Updated

An Alabama judge ruled Monday that former Ku Klux Klansmen Bobby Frank Cherry is mentally incompetent to stand trial for the 1963 church bombing that killed four black girls.

Circuit Judge James S. Garrett said Cherry presented enough evidence during a hearing last week to show he was not fit to stand trial on murder charges in the Sixteenth Street Baptist Church bombing, the deadliest act of the civil rights era.

Garrett's seven-page decision said the state "was not able to meet the burden of proof by clear, convincing and unequivocal evidence" to prove Cherry could assist his attorneys and understand the proceedings.

Garrett scheduled another hearing for Aug. 10 and said he will order further testing by the Alabama Department of Mental Health.

Defense lawyer Rodger Bass said he had mixed feelings about the decision.

"I'm happy in one sense of the word, but he's got to go through more tests," said Bass, who contends Cherry had no role in the bombing. "Let's get off this 38-year witch hunt and get to who did it. Those four little girls deserve better."

Cherry could be committed to a state hospital for treatment or the public's protection under state law, or he could be sent home with the charges dismissed.

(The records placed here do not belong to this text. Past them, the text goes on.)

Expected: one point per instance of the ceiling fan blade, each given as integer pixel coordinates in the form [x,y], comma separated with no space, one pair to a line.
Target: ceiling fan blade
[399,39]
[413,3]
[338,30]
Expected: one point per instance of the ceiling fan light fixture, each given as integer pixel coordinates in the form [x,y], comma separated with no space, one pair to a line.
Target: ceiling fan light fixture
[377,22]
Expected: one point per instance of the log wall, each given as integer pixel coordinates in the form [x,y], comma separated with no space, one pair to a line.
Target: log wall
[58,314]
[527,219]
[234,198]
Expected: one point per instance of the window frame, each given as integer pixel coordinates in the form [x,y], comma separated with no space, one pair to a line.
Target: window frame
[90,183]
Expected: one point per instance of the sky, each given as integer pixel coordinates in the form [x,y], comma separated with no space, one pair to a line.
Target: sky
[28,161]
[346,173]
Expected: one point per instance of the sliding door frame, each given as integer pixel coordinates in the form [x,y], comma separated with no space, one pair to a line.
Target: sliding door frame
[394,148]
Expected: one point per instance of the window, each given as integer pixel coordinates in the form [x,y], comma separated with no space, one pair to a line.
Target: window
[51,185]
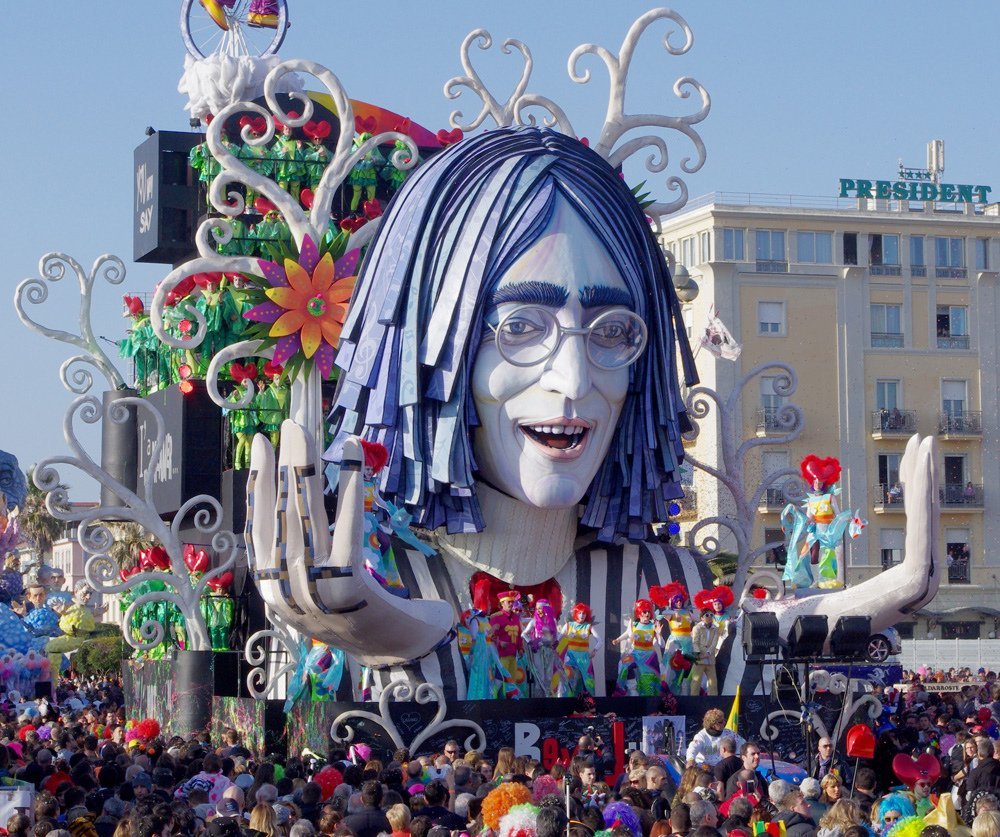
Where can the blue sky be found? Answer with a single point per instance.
(802, 94)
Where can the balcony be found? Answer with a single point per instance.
(960, 424)
(960, 497)
(958, 572)
(953, 341)
(768, 423)
(887, 498)
(772, 501)
(886, 340)
(890, 423)
(885, 270)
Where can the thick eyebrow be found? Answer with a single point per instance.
(531, 293)
(598, 296)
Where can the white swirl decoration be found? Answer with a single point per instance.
(35, 291)
(612, 144)
(403, 692)
(97, 538)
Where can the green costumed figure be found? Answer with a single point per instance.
(289, 165)
(393, 176)
(256, 157)
(364, 175)
(77, 624)
(218, 610)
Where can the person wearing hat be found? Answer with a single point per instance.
(505, 625)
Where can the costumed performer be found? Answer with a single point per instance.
(506, 627)
(578, 645)
(813, 533)
(639, 666)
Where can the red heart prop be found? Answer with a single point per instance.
(860, 742)
(352, 224)
(196, 562)
(909, 771)
(221, 582)
(827, 471)
(449, 137)
(365, 125)
(157, 558)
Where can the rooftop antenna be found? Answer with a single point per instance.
(935, 159)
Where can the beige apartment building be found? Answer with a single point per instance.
(887, 311)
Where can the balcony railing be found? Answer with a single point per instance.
(767, 420)
(894, 421)
(953, 341)
(958, 573)
(959, 496)
(957, 423)
(888, 495)
(886, 340)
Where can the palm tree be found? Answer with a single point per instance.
(39, 527)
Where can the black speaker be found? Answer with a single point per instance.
(849, 640)
(807, 638)
(760, 635)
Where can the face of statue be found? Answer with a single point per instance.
(546, 428)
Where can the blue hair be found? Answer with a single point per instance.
(415, 324)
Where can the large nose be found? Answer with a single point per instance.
(567, 371)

Garrett's order did not mention what option he was considering.

Bass said there was no reason to commit Cherry. "He's not a threat to himself or anyone else," Bass said.

Prosecutor Doug Jones didn't criticize the ruling, saying it's consistent with a state law that sets "next an impossible burden."

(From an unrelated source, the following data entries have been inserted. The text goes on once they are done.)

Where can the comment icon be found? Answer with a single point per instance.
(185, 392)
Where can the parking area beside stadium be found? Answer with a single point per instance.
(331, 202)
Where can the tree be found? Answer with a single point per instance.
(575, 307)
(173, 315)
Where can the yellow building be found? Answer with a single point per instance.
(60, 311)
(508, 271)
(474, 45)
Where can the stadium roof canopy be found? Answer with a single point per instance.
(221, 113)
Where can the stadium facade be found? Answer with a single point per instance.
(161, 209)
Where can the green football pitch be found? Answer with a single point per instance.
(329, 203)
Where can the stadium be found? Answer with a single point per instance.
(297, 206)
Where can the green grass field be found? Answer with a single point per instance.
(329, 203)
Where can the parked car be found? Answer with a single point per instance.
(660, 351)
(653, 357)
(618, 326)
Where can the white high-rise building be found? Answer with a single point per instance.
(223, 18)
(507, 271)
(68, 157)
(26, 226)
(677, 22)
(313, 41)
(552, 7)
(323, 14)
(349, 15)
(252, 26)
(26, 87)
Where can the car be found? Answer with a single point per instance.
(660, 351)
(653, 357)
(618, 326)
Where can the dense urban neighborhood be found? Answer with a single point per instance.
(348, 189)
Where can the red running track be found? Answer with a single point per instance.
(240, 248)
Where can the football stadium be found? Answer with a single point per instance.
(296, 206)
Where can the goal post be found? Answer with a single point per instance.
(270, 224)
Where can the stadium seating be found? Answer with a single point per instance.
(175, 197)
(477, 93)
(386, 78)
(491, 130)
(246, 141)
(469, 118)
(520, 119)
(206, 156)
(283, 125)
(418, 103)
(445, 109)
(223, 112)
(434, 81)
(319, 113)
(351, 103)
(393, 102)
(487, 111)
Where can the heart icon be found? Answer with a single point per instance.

Cherry may never be tried because his mental illness is getting progressively worse unless the ruling is reversed, Jones said.

"The door is closing quickly" on any prosecution, Jones said.

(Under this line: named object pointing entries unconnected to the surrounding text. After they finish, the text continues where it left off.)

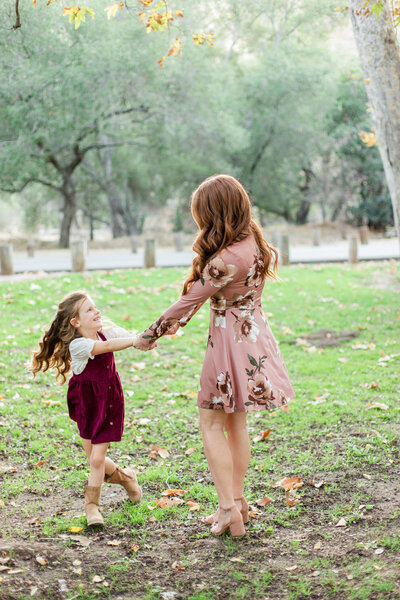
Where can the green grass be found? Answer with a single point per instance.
(333, 433)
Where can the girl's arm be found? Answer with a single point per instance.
(116, 344)
(112, 345)
(216, 275)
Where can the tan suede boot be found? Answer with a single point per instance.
(127, 478)
(92, 500)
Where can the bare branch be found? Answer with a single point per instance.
(17, 16)
(15, 190)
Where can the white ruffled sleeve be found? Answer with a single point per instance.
(80, 350)
(115, 331)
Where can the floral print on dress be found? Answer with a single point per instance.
(213, 403)
(224, 386)
(246, 301)
(255, 276)
(260, 390)
(218, 273)
(219, 311)
(186, 317)
(245, 327)
(258, 386)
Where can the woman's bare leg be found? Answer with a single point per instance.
(239, 444)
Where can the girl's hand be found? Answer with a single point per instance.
(139, 344)
(172, 330)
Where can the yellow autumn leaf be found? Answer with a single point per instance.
(112, 10)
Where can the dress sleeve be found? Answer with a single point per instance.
(215, 276)
(80, 350)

During the competency hearing, four experts who examined Cherry agreed he had dementia of varying degrees, but only two of them said he was incompetent.

Prosecutors claimed Cherry, a 72-year-old retired truck driver, feigned mental problems to avoid trial. But a court expert, Dr. Jack Modell, said Cherry's condition was so bad it was virtually impossible for someone to fake such symptoms.

Garrett appeared to give Modell's evaluation the greatest weight.

"The examination by Dr. Modell was considerably more expansive than the examinations of the other doctors," Garrett wrote.

Cherry, who was living in Mabank, Texas, when he was indicted last year, is free on bond living near Birmingham.

Cherry was indicted on charges of being one of a handful of Klansmen who bombed the church, a rallying site for black demonstrators seeking to end segregation in schools and public accommodations.

Two other ex-Klansmen have been convicted in the bombing, the deadliest act of the civil rights movement.

Thomas Blanton Jr. was convicted May 1 in the bombing and is serving a life sentence. Cherry was set to stand trial with Blanton, but Garrett postponed the case because of questions about Cherry's competency.

Robert Chambliss was convicted in the bombing in 1977 and died in prison. A fourth suspect, Herman Cash, died without being charged.

The blast killed 11-year-old Denise McNair and 14-year-olds Addie Mae Collins, Cynthia Wesley and Carole Robertson.

Relatives of the victims had no immediate comment on Garrett's decision. But the Rev. Abraham Woods, president of the Southern Christian Leadership Conference in Birmingham, has called Cherry a "terrorist."

"The world's spotlight was going to be on Birmingham and Alabama -- some of us was hoping we were ready to join the 21st century," Woods said. "But this verdict makes the statement loud and clear that the justice system is not blind, that there isn't always justice for black folks."